Honouring our poetic ancestors

The Soldier
— Anonymous

I climbed the barren mountain,
And my gaze swept far and wide
For the red-lit eaves of my father's home,
And I fancied that he sighed:
My son has gone for a soldier,
For a soldier night and day;
But my son is wise, and may yet return,
When the drums have died away.

I climbed the grass-clad mountain,
And my gaze swept far and wide
For the rosy lights of a little room,
Where I thought my mother sighed:
My boy has gone for a soldier,
He sleeps not day and night;
But my boy is wise, and may yet return,
Though the dead lie far from sight.

I climbed the topmost summit,
And my gaze swept far and wide
For the garden roof where my brother stood,
And I fancied that he sighed:
My brother serves as a soldier
With his comrades night and day;
But my brother is wise and may yet return,
Though the dead lie far away.


From odes collected by Confucius about 500BC,  translated by L. Cranmer-Byng in A Lute of Jade. London, John Murray, 1909. (Wisdom of the East series.)


My father passed this little treasure of a book on to me in 1964, from his own library, along with its companion volume, A Feast of Lanterns, knowing I had loved them when I was growing up. 

In his introduction to A Lute of Jade, L. Cranmer-Byng explains that the odes collected by Confucius (one section of the book) were the folk poems of the common people of the era 1765-585 BC. 

I think it's easy to understand this as the thoughts of any soldier remembering home, and any family thinking of the one who is away soldiering.
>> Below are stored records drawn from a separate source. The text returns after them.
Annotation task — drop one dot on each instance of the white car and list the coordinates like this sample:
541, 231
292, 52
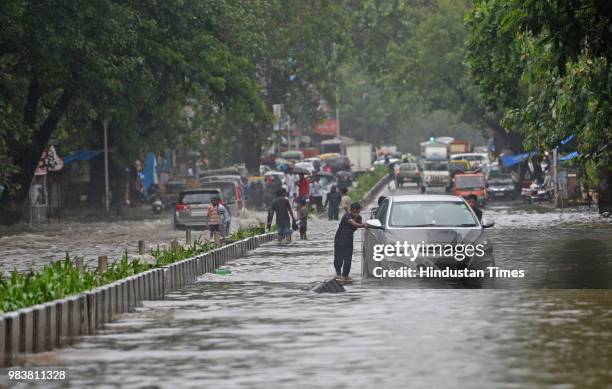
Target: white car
475, 159
381, 161
305, 165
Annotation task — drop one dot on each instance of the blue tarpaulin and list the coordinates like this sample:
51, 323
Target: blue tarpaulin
511, 160
568, 139
83, 155
149, 176
569, 156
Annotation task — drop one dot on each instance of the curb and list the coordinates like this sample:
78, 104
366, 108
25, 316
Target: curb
58, 323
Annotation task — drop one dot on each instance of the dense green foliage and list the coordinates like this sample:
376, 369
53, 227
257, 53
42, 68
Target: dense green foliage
407, 79
546, 64
62, 278
365, 182
200, 75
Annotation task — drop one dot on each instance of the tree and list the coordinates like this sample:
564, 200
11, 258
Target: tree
138, 64
555, 58
416, 53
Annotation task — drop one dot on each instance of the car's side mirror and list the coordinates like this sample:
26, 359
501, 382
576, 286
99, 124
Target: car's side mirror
373, 212
374, 223
487, 223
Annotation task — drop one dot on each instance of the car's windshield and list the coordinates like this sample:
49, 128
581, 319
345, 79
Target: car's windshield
501, 180
467, 182
431, 214
326, 181
436, 166
198, 198
228, 189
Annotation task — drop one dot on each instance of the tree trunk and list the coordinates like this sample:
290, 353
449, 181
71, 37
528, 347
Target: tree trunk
605, 191
26, 157
252, 151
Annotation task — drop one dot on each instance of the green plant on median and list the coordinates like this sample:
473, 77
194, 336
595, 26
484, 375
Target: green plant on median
365, 182
62, 278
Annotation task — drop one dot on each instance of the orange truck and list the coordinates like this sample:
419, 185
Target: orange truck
465, 184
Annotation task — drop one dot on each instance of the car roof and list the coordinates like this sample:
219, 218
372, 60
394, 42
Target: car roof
200, 190
216, 182
425, 198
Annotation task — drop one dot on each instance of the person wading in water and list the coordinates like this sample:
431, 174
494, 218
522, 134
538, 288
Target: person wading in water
282, 208
343, 242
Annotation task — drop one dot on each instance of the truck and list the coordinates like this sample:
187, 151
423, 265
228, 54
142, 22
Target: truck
435, 176
360, 155
386, 150
459, 147
466, 184
436, 153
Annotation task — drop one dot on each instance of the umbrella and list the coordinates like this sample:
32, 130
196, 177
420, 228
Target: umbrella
299, 170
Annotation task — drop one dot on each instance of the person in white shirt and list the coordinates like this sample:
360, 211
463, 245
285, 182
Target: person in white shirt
316, 194
224, 220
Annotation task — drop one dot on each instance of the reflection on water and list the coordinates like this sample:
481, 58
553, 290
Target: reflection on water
261, 327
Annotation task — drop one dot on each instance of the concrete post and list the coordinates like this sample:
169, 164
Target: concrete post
40, 329
102, 263
51, 326
26, 330
78, 262
125, 298
11, 337
3, 342
112, 298
92, 310
83, 315
63, 318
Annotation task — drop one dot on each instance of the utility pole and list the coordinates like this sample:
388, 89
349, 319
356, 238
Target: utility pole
106, 191
556, 175
288, 132
337, 113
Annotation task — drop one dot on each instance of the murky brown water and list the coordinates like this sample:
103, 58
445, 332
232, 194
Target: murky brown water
260, 327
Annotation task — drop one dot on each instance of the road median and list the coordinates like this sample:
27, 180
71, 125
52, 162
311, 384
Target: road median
53, 307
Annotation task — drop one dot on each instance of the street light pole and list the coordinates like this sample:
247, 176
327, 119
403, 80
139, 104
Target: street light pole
288, 132
106, 191
556, 175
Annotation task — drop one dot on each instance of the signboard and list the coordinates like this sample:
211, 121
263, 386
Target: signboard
328, 127
49, 161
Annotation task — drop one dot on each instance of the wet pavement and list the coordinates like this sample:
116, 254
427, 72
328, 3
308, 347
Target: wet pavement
261, 327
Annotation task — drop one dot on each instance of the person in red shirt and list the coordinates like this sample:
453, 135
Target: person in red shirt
303, 187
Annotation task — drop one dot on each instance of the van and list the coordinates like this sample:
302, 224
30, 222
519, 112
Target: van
231, 191
191, 209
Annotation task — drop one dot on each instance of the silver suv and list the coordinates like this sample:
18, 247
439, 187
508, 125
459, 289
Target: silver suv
191, 211
426, 221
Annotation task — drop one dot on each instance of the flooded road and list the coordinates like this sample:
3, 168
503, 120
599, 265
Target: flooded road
32, 248
260, 327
In those times, in feudal China, I imagine there wasn't much choice about joining the army if there was a war to be fought.

There are places in the world where there is not much choice about it even now.  And even when it is a chosen occupation, that doesn't take away the soldier's home-sickness or the family's concern. It's easy to relate to this deceptively simple little ditty.

The song-like repetitions effectively illustrate the return of the soldier's thoughts to his home and family, and also make the different individual details in each verse more striking by comparison. From just those few details, I get a strong image of the home he remembers.

I wonder if climbing the mountain is a metaphor for dying and looking down from Heaven — but I prefer to take it literally, and that's poignant enough. 

So long ago and far away, I hope he came home safe in the end, as we hope they all do.